The Media Center, in the front of the building was also built on unstable ground and after several days of rain, water would rise up into the carpet, making it difficult to breathe. The head librarian would scramble to save books.

There is a lagoon on the campus. In nice weather, students would sit around it during lunch times. In the winter, if it froze enough, the surface would be smoothed and people would ice skate on it. The school yearbook was named The Lagoon after it.

In the 1970s, the school newspaper, The Reveillier, won numerous journalism awards for the quality of its writing.

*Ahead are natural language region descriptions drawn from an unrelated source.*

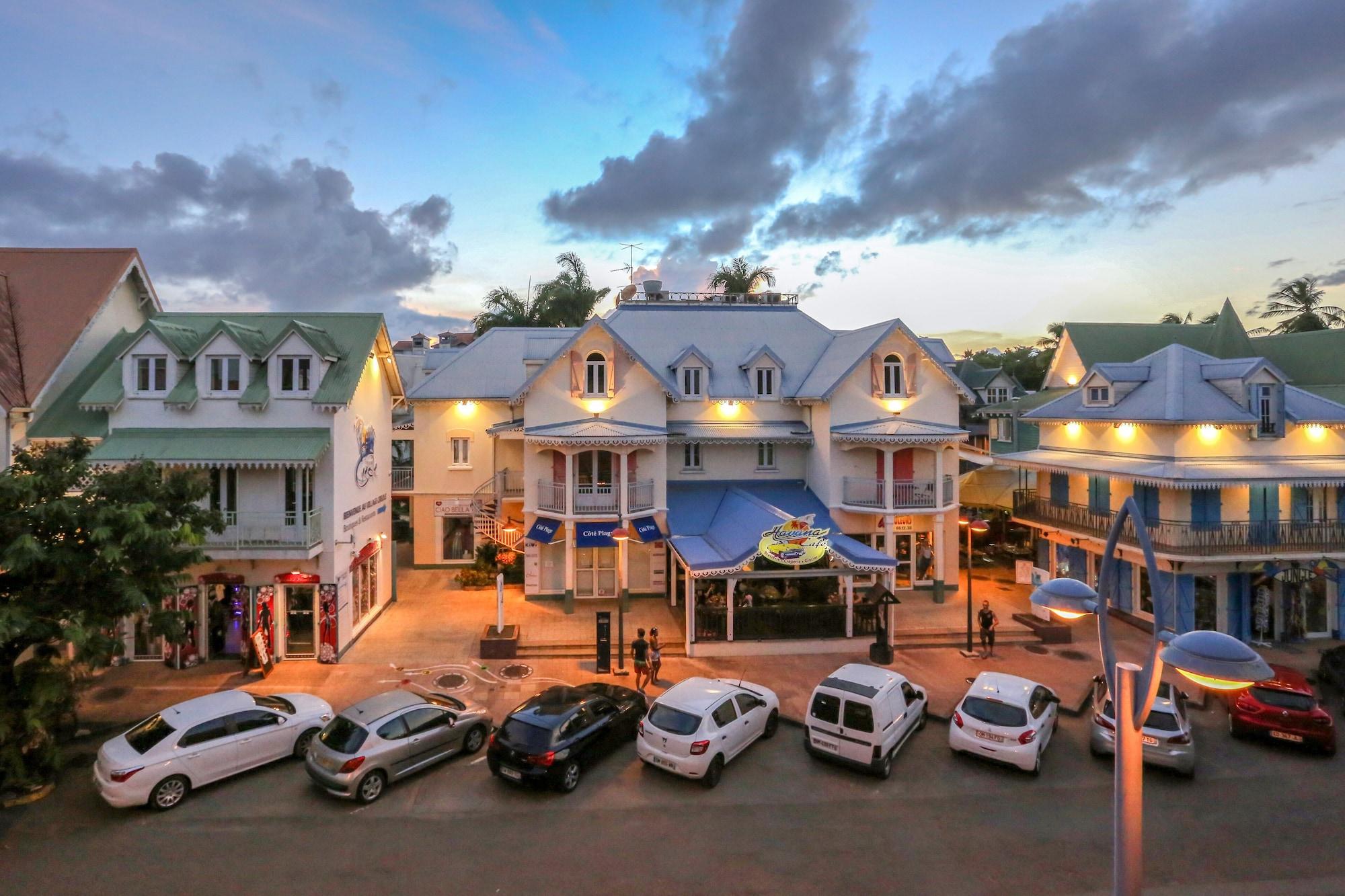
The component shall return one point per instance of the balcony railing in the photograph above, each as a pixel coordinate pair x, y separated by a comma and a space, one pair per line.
1192, 538
268, 530
906, 493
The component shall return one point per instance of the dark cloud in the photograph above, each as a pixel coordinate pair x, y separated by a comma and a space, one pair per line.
329, 93
286, 235
1100, 110
781, 89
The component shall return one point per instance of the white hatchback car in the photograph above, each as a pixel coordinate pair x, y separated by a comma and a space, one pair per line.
700, 724
1005, 719
201, 740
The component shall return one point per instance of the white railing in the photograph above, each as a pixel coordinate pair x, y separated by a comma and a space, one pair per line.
640, 495
268, 529
551, 495
861, 491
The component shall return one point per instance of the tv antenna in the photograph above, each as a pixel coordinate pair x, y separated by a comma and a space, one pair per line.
630, 267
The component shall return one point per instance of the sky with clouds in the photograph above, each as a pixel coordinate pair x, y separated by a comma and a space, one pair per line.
974, 167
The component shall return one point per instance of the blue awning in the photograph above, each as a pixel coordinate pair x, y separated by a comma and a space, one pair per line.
544, 530
648, 529
595, 534
716, 526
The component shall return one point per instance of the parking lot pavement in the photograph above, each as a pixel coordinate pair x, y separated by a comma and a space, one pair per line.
779, 822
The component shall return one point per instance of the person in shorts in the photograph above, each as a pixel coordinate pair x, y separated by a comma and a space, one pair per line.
988, 620
641, 657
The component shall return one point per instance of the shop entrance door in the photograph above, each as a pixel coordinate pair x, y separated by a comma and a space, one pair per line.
301, 622
595, 572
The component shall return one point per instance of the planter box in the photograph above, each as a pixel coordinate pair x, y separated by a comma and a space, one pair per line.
500, 645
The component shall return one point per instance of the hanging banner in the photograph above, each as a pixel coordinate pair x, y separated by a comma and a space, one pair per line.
794, 542
328, 623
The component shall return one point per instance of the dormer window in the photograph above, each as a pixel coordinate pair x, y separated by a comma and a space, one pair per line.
151, 374
765, 382
225, 374
692, 378
892, 382
295, 374
595, 374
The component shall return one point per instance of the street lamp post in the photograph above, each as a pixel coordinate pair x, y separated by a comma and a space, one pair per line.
1210, 658
973, 525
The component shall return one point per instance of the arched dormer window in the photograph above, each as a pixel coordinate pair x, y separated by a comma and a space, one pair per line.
892, 382
595, 374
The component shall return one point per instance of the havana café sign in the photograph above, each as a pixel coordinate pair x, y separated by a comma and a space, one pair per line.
796, 542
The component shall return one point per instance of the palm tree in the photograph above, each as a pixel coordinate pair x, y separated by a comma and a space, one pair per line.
1055, 333
738, 276
570, 299
504, 307
1301, 303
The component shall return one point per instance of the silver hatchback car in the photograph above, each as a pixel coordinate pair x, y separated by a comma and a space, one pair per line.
391, 736
1167, 732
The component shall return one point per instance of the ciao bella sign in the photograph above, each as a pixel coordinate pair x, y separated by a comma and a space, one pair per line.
794, 542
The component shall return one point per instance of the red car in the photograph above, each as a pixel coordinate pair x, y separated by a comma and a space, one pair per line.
1284, 708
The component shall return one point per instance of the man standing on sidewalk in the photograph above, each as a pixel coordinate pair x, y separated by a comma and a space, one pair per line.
988, 620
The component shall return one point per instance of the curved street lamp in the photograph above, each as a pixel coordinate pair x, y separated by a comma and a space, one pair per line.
1208, 658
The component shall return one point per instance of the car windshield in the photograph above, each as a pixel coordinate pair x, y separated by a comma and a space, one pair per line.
1157, 720
1284, 698
675, 721
344, 736
271, 701
521, 735
149, 733
995, 713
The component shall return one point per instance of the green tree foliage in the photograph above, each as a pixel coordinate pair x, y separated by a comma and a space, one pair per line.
81, 549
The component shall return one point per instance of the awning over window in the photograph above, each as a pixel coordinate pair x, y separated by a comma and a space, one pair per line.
544, 530
716, 528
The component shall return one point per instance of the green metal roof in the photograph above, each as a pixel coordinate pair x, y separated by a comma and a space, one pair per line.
260, 447
64, 417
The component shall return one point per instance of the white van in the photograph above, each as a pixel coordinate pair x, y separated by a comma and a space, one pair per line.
863, 715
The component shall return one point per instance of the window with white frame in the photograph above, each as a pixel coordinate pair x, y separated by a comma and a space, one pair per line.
225, 373
892, 382
766, 382
295, 374
461, 451
151, 373
595, 374
766, 455
692, 382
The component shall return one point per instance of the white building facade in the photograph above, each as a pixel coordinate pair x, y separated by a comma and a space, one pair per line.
696, 425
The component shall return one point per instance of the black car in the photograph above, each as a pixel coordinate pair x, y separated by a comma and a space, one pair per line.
552, 737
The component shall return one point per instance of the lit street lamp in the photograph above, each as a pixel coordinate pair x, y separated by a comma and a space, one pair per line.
974, 526
1210, 658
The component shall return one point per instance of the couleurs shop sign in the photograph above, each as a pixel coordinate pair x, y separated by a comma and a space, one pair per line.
796, 542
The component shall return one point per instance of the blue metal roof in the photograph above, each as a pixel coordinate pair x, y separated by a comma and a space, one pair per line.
718, 525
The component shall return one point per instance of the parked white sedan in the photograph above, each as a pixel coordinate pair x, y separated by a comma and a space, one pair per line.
700, 724
201, 740
1005, 719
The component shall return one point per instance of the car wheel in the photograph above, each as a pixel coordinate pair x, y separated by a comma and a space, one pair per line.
714, 772
372, 786
474, 740
169, 792
570, 778
303, 740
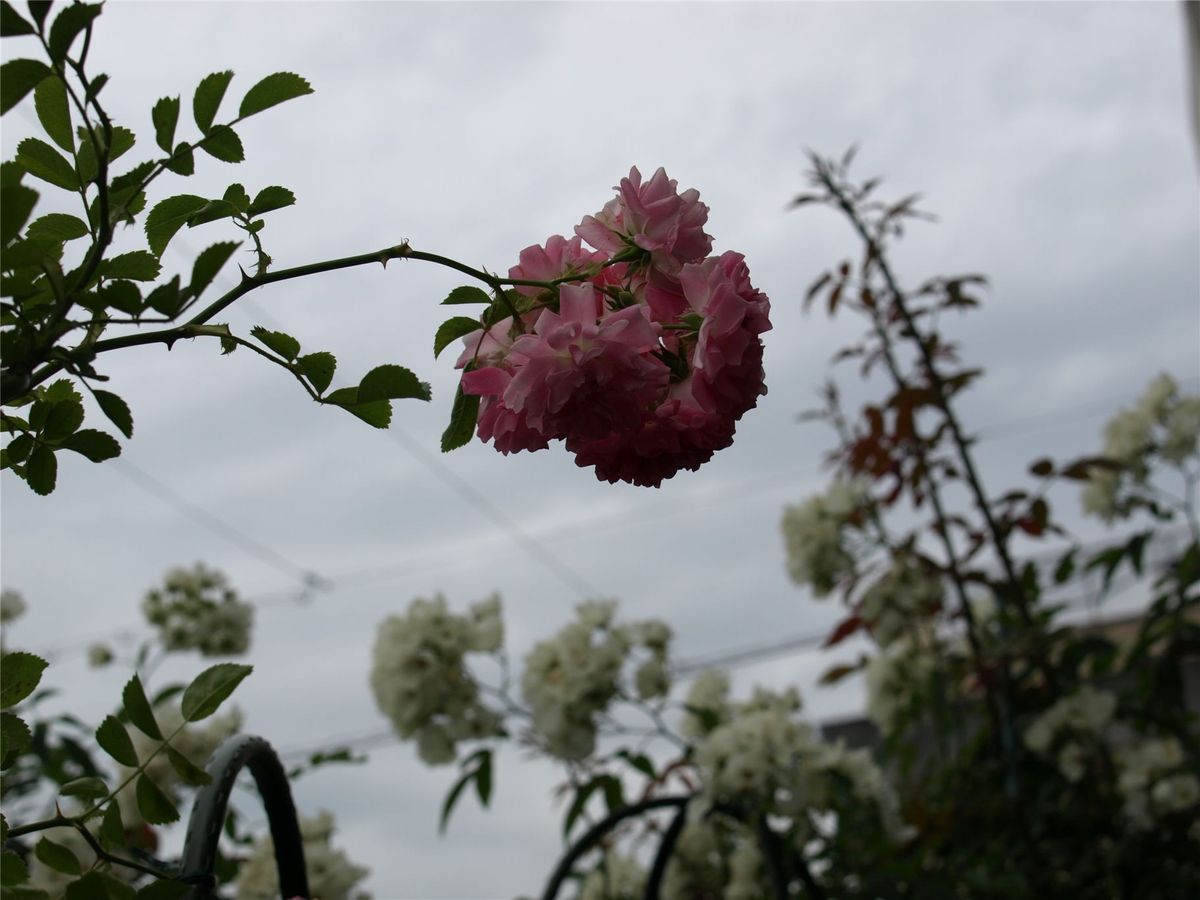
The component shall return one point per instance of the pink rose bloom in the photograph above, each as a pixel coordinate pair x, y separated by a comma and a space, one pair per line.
581, 372
561, 257
653, 216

Some in the school administration and on the school board tried unsuccessfully to censor and put other limits on the paper, but those efforts were largely unsuccessful.
Another notable fact about Rich East was that it had a working, student-run radio station in the 1970s, very progressive for high schools at the time. The station's call letters were WRHS and operated on FM frequency 88.1.

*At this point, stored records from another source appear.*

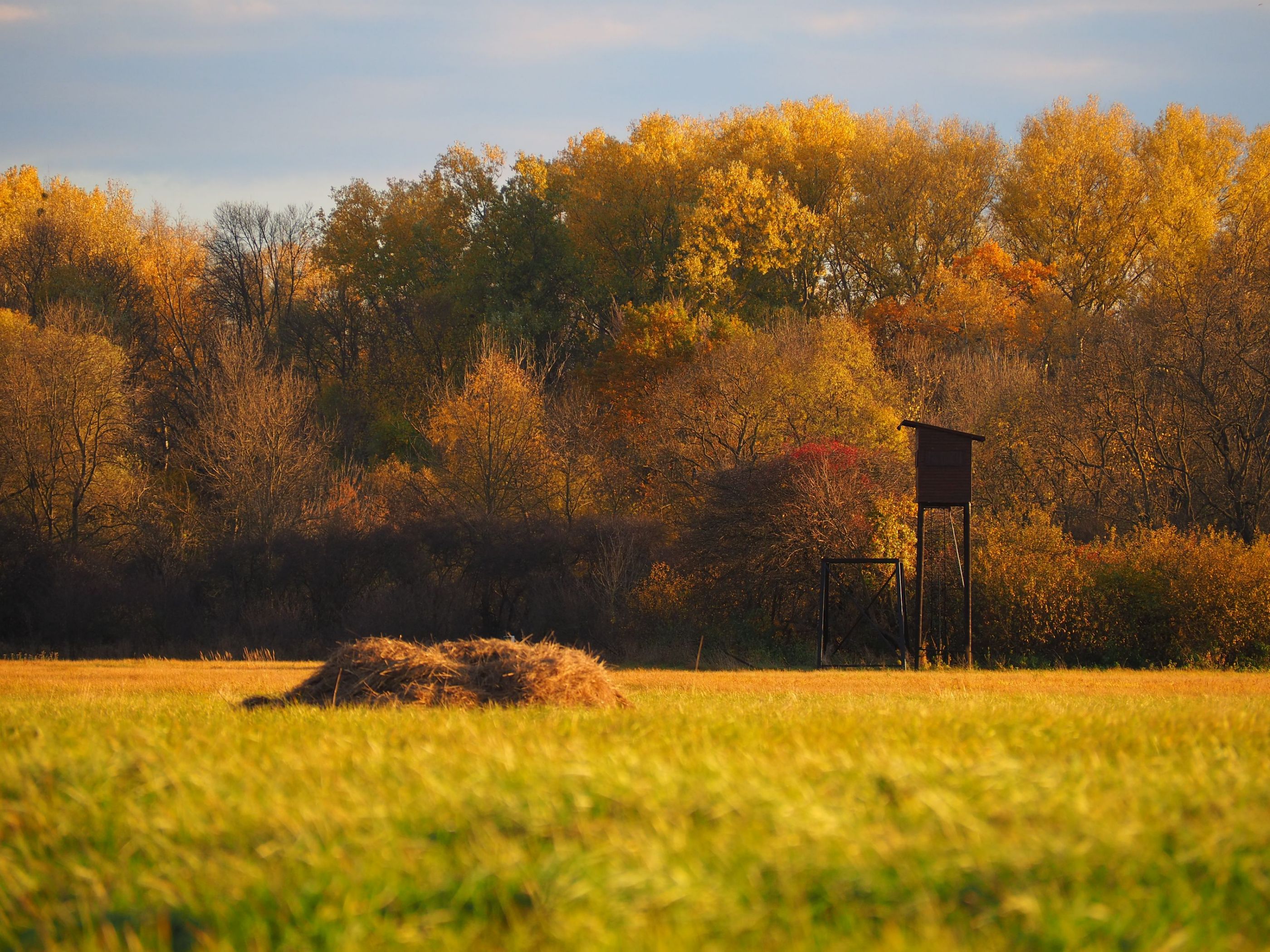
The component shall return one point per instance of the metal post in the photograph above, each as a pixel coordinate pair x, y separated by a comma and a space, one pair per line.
920, 638
966, 541
825, 611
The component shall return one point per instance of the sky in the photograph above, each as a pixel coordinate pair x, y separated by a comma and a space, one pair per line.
196, 102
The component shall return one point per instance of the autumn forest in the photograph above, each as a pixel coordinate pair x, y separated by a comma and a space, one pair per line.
632, 394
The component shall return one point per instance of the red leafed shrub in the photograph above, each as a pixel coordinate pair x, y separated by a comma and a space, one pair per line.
826, 453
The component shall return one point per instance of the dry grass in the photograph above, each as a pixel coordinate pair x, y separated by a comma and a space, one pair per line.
242, 678
454, 675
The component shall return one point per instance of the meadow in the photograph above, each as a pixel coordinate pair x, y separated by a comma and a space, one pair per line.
142, 809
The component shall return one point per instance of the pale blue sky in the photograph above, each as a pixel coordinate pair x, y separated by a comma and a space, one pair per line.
192, 102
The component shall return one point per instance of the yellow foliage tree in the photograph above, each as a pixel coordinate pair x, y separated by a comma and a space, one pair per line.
1075, 197
745, 229
917, 199
1189, 160
60, 242
67, 414
491, 438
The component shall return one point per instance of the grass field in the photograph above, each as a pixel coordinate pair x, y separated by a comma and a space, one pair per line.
139, 808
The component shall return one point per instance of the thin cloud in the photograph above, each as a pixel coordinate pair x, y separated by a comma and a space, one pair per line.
12, 13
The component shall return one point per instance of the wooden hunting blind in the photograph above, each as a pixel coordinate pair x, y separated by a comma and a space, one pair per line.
944, 465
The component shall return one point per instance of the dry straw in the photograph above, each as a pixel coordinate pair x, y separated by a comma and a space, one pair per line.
454, 675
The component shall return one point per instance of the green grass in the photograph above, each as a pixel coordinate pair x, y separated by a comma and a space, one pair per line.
892, 819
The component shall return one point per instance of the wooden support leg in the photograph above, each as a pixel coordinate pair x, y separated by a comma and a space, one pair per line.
920, 636
966, 608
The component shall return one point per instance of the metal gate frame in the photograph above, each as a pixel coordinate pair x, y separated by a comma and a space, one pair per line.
901, 611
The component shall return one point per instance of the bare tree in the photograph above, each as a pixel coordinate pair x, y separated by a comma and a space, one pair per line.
257, 262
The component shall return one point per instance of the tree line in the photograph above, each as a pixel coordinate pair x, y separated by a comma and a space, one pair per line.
628, 393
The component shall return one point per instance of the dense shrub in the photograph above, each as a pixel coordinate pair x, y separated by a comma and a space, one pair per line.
1153, 597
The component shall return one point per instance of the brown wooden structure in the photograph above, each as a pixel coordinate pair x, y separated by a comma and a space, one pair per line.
943, 459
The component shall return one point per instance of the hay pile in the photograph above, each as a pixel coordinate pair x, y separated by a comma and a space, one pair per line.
454, 673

On Oct. 15, 2019, Rich Township High School District 227 board members approved by a 4-3 vote a measure to consolidate the school district. In doing so, Rich East High School shut its doors in 2020. The two other township high schools, Rich Central and Rich South, will be retained. Board members cited declining enrollment numbers and aging facilities in need of millions in repairs as reasons for the move.

==Activities==
The activities included at Rich East are band, computer arts, chorus, dance, photography, ceramics/sculpture, drawing/painting, theater/drama, yearbook, debate, science and technology and student council/government.

==Student resources==

Students with learning disabilities have the option of being in a self-contained room with other students with learning disabilities or they can be completely included in the general education classroom. Students who are English-learners also have two options. They may group together in one self-contained class all day, or they can be pulled out of the classroom as a group for only part of the day. Other student resources are the school nurses, guidance counselors, peer counselors, psychologists, tutors, the media center and the technology center.

==Notable alumni==

- Jon Asamoah (Class of 2006), is an offensive lineman in the NFL
- Tom Berenger (Class of 1967) is an Oscar–nominated actor, best known for his work in films (Platoon, Major League, The Big Chill)
- Craig Hodges (Class of 1978) is a former NBA guard (1982–92) and collegiate coach who won two NBA Championships with the Chicago Bulls
- Tony Lombardi (Class of 1980), football player and coach
- Chuck Martin (Class of 1986) is head football coach at Miami (Ohio) University
- Larry McCarren is a former All-Pro NFL center (1973–84), playing his entire career with the Green Bay Packers; later radio sportscaster for the Packers
- Berry Oakley, original bassist for the Allman Brothers Band
- Bruce Pavitt (Class of 1977), cofounder of independent record label Sub Pop
- Tom Spahn is a composer, an Emmy Award winner and Grammy Award nominee
- Pete Stanicek is a former MLB player and brother of Steve Stanicek (Baltimore Orioles)
- Steve Stanicek is a former MLB player (Milwaukee Brewers, Philadelphia Phillies)
- Kim Thayil (Class of 1978) is a guitarist and founding member of the rock band Soundgarden
- Dawn Upshaw (Class of 1978) is a multi–Grammy Award winning soprano
- Tom Wieghaus is a former MLB player (Montreal Expos, Houston Astros)
- Hiro Yamamoto (Class of 1979) is a founding member of and original bassist for the rock band Soundgarden
- Ryan Yarborough (Class of 1989) is a former NFL wide receiver (1994–98)
- Walter Young is a wide receiver who played for Illinois and the Pittsburgh Steelers

==Notable staff==
- Steve Fisher, head basketball coach of the San Diego State University men's basketball team, was the school's head boys basketball coach (1971–79). He later coached at the college level, which included leading the University of Michigan to the 1989 NCAA Men's Division I Basketball Championship.
- Craig Hodges was an assistant basketball coach with the school.
- Gene Smithson, former Rich East coach, later became head men's basketball coach for Illinois State, where his record was 66-18, and for Wichita State, where his teams went 155-81.